Marianne So manches Mal führt das Sprachcafé auch zum Anfreunden und Vernetzen der Teilnehmenden. So haben heute zwei ihre Telefonnummern ausgetauscht, um sich einmal zu treffen. Wir sind etliche Freiwillige, die im Sprachcafé die Gäste betreuen, und auch wir selbst haben uns untereinander besser kennengelernt.
Gudrun Ja, einmal kam Marianne völlig heiser im Sprachcafé an. Sie berichtete mir von einem Basketballturnier, wo sie als Zuschauerin begeistert mitgebrüllt hatte, und so stellte sich heraus, dass wir beide gern Sportevents sehen. Nun gehen wir oft gemeinsam, zu den „Füchsen“ und auch zum Fußballplatz.
Was teilen Sie im Allgemeinen durch das Sprachcafé mit den Teilnehmenden?
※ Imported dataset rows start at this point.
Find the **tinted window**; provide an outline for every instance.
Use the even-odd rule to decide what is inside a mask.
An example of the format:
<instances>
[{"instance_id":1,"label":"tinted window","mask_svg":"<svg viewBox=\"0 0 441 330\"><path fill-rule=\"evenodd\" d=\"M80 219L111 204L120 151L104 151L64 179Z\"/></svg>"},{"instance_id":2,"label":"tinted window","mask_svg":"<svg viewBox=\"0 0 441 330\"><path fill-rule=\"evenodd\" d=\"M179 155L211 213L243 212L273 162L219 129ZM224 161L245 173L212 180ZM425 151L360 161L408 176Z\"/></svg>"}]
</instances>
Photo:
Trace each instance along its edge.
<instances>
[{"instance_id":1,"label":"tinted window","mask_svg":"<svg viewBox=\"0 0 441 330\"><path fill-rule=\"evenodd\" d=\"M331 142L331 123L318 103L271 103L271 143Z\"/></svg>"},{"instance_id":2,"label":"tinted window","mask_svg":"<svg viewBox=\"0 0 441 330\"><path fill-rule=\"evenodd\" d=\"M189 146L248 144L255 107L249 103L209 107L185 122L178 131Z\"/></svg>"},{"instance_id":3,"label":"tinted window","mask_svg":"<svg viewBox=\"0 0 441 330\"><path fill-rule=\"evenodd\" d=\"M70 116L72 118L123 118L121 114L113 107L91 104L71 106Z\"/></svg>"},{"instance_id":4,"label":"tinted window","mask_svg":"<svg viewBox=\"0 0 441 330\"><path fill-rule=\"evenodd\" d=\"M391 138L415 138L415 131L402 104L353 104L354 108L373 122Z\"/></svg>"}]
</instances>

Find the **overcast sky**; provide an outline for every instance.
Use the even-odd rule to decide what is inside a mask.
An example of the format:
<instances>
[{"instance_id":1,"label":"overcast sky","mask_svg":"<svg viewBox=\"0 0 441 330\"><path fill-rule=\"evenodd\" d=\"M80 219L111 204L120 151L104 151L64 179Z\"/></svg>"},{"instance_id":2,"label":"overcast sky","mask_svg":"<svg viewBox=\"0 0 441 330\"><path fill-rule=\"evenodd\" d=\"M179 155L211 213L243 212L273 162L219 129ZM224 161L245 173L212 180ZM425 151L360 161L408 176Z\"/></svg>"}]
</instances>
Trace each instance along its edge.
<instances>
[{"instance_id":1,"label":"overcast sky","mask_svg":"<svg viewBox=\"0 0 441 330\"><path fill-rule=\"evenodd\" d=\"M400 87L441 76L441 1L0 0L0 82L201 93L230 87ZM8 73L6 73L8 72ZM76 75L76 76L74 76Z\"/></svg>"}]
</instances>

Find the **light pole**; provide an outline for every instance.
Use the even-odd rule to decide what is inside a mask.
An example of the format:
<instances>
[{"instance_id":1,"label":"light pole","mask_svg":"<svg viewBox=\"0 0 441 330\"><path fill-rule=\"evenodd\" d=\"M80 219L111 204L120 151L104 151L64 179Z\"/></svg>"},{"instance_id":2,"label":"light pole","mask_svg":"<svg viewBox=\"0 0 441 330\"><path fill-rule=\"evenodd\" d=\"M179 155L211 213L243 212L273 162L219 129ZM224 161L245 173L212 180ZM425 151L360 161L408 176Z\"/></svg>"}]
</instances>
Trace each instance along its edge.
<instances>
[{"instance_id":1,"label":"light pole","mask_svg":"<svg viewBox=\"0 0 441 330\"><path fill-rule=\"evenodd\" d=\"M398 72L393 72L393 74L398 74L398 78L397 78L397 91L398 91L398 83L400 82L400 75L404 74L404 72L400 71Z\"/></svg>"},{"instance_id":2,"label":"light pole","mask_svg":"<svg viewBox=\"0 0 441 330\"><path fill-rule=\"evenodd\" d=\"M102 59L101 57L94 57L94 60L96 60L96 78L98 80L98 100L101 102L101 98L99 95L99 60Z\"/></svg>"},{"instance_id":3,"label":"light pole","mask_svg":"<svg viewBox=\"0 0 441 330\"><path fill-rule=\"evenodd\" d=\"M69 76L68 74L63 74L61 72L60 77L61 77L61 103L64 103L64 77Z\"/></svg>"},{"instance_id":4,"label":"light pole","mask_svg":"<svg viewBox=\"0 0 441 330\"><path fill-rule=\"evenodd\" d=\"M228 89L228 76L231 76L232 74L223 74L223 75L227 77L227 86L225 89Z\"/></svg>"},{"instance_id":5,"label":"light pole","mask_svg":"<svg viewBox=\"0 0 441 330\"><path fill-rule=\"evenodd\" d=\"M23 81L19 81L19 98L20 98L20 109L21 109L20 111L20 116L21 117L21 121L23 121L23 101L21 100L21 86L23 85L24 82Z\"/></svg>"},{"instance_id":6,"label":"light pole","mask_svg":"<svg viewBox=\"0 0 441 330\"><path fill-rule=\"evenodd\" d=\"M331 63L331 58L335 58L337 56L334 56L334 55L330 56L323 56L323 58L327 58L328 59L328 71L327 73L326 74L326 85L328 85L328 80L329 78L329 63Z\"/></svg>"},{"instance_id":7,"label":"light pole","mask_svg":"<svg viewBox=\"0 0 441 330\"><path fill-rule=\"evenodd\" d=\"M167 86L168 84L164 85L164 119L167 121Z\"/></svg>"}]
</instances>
Marianne Die Herzlichkeit und die Dankbarkeit, die wir erfahren, kennen wir als Deutsche nicht so ausgeprägt. Wir sind auch bei weiteren Aktionen im Zukunftshaus ehrenamtlich aktiv, beim Kuchenverkauf bei Stadtteilfesten oder auch an der Bar bei Konzerten: Da erlebt man gute Laune.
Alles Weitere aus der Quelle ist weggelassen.